James shows the confident Roger, the son of a Chicago electrician, who went from his college newspaper editor job to being a reporter for the Chicago Sun-Times and then out of the blue was asked by the paper to be its movie critic in 1967 and then being the only movie critic to win a Pulitzer Prize. Overcoming obesity, alcoholism, a lonely bachelor life, a rough screenwriting debut with Russ Meyer’s campy Beyond the Valley of the Dolls, and a bout with self-loathing, Roger will find his perfect wife, the black Chaz, and at age 50 they marry and find love and happiness together for the next two decades.

The pic interviews Roger’s saloon pals in Chicago, his colleagues on the newspaper, and other movie critics and directors he had an impact on to get their views on the popular media figure. A big slice of the film is about Roger’s long-time relationship with TV partner Gene Siskel (which I thought was too much coverage). It was that program’s national popularity that made Ebert a household name across America. By showing never before seen out-takes from that show, James gives us further insight into the complicated relationship between the rival movie critics from the Sun-Times and the Chicago Tribune–viewed as argumentative brothers wrestling for control of the relationship, who loved each other despite showing genuine acrimony to each other.

Though criticized for his populism and big ego, Roger was nevertheless committed to recognizing unknown and arty filmmakers he deemed deserving of a chance to reach a wide audience. Roger, it’s pointed out, generously championed early films by James, Errol Morris, Martin Scorsese and many others.

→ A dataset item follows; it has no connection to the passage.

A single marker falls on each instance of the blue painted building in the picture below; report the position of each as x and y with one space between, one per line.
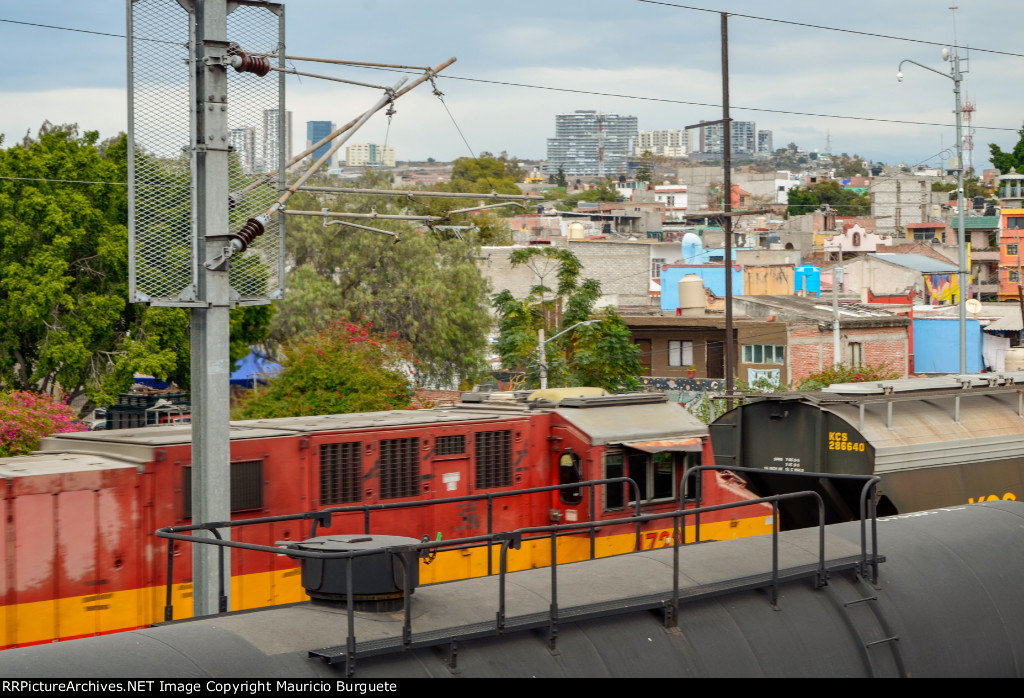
936 345
315 130
713 275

All those filmmakers credit Roger with helping them immensely in their chosen field, giving them a jump-start that if not given might have left them unnoticed. It’s an uplifting, informative and entertaining and moving film experience that I’m sure Roger would have praised as sound film-making–sincerely showing how Roger accepted death as part of the living process and lives on through his rich words.